Toddler

      The top iron rich foods for your toddler

      Tasty ways to serve up more iron, morning, noon and night!

      To help you include a healthy serving of iron in your toddler’s diet, here’s a list of some of the top iron rich, toddler-friendly foods:

      • Chicken liver
        One of the richest sources of iron, perfect in a stir fry – just make sure it’s well cooked. Because of its high vitamin A content, it’s best to serve chicken liver no more than once a week. 

      • Red meat (e.g. beef, lamb)
        Lean red meat provides iron in its most easily absorbable form, whether it’s as grilled lamb chops, minced beef bolognese or a tasty Sunday roast. Just be sure to cook it thoroughly – if it’s still pink, it needs longer. 

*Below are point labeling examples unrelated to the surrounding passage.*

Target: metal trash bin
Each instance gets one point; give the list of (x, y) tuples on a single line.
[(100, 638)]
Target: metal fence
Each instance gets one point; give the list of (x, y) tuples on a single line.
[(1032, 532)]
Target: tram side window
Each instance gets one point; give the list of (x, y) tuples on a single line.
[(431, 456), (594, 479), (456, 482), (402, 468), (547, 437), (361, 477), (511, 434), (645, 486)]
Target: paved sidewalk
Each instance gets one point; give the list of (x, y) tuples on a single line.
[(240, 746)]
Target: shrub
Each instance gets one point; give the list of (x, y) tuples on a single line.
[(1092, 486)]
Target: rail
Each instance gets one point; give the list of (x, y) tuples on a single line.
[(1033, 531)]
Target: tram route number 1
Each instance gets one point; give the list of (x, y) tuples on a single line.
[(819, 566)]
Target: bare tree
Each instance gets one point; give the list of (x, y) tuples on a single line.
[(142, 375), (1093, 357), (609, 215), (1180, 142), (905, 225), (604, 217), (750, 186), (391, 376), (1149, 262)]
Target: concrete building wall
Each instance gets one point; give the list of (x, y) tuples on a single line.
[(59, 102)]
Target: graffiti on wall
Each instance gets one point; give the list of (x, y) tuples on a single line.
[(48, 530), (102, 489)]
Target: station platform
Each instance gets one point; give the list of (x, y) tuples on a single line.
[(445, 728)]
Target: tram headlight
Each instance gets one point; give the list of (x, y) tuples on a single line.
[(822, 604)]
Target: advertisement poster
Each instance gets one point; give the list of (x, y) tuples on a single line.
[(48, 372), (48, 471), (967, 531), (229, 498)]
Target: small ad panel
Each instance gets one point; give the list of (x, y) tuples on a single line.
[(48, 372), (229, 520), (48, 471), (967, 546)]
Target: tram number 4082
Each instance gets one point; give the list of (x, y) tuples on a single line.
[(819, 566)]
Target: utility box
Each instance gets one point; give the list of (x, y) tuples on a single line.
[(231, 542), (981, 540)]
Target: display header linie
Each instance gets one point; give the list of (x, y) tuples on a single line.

      • Oily fish (e.g. sardines, salmon)
        Plenty of iron along with Omega 3 fatty acids for a healthy heart make oily fish a nutrient packed choice for lunch or dinner!

      • Eggs
        Poached, boiled, scrambled or made into egg mayo for sandwiches – every way is an iron-rich winner! 

      • Lentils
        Another versatile source of iron. Perfect as a nutritious, delicious base for soups and stews. 
      • Dark green leafy vegetables (e.g. spinach, broccoli)
        For maximum nutrients, steam your veg instead of boiling. 

      • Cow & Gate breakfast cereal
        Fortified with 1/3 of your toddler’s daily key vitamins and minerals, including iron, and with no added salt or sugar.

      • Wholemeal bread
        With B vitamins, vitamin E, fibre and iron, wholemeal bread is a tasty choice to have within the overall diet. Serving up small amounts now will help develop healthy habits for later in life.

      • Dried fruit
        The ultimate no-mess, sweet treat for when you’re out and about. The vitamin C it contains helps with iron absorption.

      Vitamin C can help too

      Another way to increase your toddler’s iron intake is by giving vitamin C at the same time, as this helps the body absorb iron. So it’s a good idea to occasionally give your toddler a beaker of diluted orange juice with their food. Or try getting more vitamin C in their diet by using tomatoes or peppers in their meals or by serving up delicious kiwi fruit or juicy strawberries for dessert.

      Any more questions?

      Our specialist baby advisors and experienced mums are here to talk and ready to help whenever you need them. You can call us 24/7, or we are available on Live Chat 8am-8pm Monday-Friday.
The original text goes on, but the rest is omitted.